Bunların çoğu dinin aleyhinde çalışıyorlar, amma bu millet de, bunların diploması yüzünden susuyor, ses çıkarmıyor. Bizde, bu din düşmanlığı yapan mekteplere olan hayranlığımız sürdükçe, çocuklarımız onların kapılarında, yollarında süründürdükçe, başımıza gelmeyecek belalar kalmaz.

 

Benim çocukluğumda bizim köyde, bir hocanın evinde düğün olmuştu. Kadın erkek el ele tutuşmuş ovnamışlardı. Düşüne biliyor musunuz bunlar bir hocanın evinde olmuştu. Sonra, biz şer’i ilimleri okuduk, kürsülere çıkmağa başladık, böylece o kötü adetler, düğünler kaybolmaya başladı.

Demek ki ilim bir yere girerse orayı ışıklandırır, yanlışlıkları düzeltir. Demek ki medreseler açıldıkça, ilim ehli çoğaldıkça, daha önce boş kalan ve tilkilerin, çakalların dolaştığı bu vadilerde şeriat hakim olur. Belki o tilkiler adam olur, onlarda hidayet bulur.

 

Arapça okunmalıdır, eskiden olduğu gibi medreseler açılmalıdır., midenin kölesi olmaktan, şeytana kul olmaktan kurtulmalı, tövbe etmeli bu insanlar. Bu mekteplere neden rağbet ediyoruz? Diploma için, bu mideler için değil mi? Allah2ın rızası var mı? Yok.

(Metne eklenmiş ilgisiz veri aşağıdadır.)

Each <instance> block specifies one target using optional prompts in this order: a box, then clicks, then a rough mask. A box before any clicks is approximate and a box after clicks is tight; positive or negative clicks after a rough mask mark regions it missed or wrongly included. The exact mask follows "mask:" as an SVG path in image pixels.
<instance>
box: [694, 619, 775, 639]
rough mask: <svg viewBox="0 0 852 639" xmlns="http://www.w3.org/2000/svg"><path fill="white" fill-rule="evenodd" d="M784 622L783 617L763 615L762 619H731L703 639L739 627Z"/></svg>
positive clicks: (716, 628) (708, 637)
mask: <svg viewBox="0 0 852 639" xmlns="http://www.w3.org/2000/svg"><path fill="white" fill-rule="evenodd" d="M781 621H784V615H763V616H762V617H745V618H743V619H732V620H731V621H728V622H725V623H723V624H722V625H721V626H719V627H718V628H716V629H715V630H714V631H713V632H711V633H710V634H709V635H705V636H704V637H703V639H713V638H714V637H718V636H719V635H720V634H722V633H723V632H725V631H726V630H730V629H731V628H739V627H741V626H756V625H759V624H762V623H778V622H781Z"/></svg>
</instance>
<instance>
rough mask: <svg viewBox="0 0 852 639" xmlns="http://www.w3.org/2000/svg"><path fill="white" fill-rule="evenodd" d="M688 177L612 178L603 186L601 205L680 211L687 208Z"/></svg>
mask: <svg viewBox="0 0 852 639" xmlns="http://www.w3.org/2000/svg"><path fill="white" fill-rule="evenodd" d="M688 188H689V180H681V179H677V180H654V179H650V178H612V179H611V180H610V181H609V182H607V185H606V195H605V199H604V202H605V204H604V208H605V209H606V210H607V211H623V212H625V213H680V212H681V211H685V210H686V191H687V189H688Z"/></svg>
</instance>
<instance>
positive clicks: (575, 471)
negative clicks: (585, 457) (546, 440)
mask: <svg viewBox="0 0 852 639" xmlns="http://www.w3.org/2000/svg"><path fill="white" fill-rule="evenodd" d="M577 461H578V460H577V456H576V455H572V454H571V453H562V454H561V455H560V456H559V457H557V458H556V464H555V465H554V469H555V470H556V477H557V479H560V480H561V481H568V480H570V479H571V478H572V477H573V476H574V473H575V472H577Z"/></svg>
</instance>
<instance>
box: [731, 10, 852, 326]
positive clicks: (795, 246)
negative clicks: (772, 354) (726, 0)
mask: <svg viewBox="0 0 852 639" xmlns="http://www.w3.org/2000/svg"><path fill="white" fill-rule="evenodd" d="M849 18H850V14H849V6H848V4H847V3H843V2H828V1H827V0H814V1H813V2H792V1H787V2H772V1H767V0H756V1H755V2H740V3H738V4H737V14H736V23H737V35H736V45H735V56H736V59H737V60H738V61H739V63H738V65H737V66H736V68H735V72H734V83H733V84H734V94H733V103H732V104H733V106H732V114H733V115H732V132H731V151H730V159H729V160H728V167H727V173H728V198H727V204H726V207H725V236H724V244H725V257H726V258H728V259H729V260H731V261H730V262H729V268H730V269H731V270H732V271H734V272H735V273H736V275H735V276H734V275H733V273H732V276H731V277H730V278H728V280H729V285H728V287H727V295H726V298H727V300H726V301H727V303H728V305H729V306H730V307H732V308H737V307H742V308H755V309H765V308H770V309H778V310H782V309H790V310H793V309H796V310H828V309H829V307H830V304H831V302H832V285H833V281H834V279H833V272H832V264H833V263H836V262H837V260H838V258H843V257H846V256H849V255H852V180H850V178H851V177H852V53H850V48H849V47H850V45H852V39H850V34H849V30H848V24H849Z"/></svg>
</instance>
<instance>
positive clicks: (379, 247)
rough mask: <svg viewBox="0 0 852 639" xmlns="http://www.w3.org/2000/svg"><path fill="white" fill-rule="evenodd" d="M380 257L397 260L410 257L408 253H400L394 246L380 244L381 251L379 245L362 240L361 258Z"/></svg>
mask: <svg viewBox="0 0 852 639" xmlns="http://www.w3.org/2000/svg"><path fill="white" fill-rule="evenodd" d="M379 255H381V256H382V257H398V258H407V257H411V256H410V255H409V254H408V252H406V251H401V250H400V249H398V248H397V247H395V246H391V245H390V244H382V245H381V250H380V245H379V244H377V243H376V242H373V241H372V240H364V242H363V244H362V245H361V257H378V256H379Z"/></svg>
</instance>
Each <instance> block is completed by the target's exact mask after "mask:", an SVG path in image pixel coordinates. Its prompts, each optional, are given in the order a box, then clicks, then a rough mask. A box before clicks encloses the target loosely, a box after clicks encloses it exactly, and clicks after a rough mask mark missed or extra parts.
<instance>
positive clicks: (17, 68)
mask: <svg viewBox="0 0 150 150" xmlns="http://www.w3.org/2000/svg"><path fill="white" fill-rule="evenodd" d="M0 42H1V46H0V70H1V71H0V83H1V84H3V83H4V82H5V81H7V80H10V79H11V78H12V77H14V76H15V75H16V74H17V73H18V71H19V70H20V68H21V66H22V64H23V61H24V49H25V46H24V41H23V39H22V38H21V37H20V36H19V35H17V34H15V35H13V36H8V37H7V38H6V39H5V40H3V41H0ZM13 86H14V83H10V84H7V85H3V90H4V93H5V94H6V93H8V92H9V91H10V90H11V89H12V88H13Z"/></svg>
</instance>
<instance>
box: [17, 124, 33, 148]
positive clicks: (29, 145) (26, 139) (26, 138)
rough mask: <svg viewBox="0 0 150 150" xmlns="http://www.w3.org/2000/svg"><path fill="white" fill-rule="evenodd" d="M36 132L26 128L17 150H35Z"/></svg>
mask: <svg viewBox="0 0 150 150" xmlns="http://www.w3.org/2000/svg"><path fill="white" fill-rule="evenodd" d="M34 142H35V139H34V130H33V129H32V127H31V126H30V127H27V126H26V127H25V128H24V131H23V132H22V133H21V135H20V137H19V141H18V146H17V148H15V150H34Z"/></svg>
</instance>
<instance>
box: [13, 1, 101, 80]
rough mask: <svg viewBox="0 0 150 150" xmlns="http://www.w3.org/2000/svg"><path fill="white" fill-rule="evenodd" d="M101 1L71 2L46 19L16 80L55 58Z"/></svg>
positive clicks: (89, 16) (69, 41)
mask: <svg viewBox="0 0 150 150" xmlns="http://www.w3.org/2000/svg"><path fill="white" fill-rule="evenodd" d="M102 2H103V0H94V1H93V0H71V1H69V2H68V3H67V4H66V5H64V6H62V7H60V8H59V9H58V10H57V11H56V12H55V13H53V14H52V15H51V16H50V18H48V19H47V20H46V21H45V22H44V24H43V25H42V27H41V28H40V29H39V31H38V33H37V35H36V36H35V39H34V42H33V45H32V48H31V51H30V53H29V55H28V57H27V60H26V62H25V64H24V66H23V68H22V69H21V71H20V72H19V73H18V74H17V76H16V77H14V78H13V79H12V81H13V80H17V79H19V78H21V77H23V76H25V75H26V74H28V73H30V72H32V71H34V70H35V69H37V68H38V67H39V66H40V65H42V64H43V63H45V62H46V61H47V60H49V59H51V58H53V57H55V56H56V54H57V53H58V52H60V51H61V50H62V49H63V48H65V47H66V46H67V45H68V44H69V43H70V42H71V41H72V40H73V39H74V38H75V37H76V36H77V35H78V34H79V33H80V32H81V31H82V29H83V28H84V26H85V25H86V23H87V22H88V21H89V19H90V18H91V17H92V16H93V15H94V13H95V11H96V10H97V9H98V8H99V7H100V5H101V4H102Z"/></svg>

Oralarda Allah ve Onun Peygamberi öğretiliyor mu? Yok. Ama bana kızılır ve denir ki:“Hoca sen ne diyorsun? Bizim midemiz zil çalıyor.” Öyle mi? Şimdi size acizane bir iki şey öğreteyim.

İnsanda iki mide vardır, biri bedenin midesi, biri ruhun midesi. Ruhların midesi aç dura dura bayıldı gitti. Ne bağırıyor, nede zil çalıyor.., Mesela ben acıkmasam, midem zil çalmaz değil mi? Mutfaktan bir şey alıp yemem, ama acıkırsam midem zil çalar ve bana yemek aratır. Bunun gibi şeriat ve tarikat açlığı hissedilmez oldu.

 

Nasıl hissedilmez oldu cemaat-ı müslimin biliyor musunuz. Ruhun gıdasını midesine vermeye, o bayıldı gitti, koma haline geldi de onda. Komaya düşen yemek ister mi? Onu ne yaparız? Zorla, serumla, iğne ile ayıltmaya çalışırız değil mi?

 

İstanbul’da bir semt vardır. Kurtuluş semti bilirsiniz. Bilki kurtulmamış aslında. Kim dedi kurtulmuş! İşte orada Yahova şahitleri propaganda yapıyorlar, Yahudiler ve masonlar ortalıkta istedikleri gibi geziniyorlar.

 

Bir çok insan sapıttı, islama düşman oldu, neden? Çünkü o vadilerde, kurtuluş’ta müslümanlar meydanı boş bıraktılar, onlar uyuduklarından yerlerini yahova şahitleri kaptı. Orada bizim Trabzonlulardan birisi ve ailesi yahovacı oldu. Sonra, bizim hoca hanımlardan biri orada bir kız Kur’an Medresesi açtı. Oralarda okutmalar, sohbetler başlayınca Yahova ve şahitlerinin hüküm kalmadı, orayı terk ettiler. Yani Kurtuluş vadisi şenlendi, tilkiler kalmadı.

 

Yahova ahitlerinin sesi şimdi Kadıköy’den çıkıyor. Ah o Kadıköylüler şimdi uykuda! Kulakları gaflet pamukları ile tıkalı, gözleri manevi perdeli. Dedim ki: “Orayla da ilgilenin.” İnşallah ilgilenecekler.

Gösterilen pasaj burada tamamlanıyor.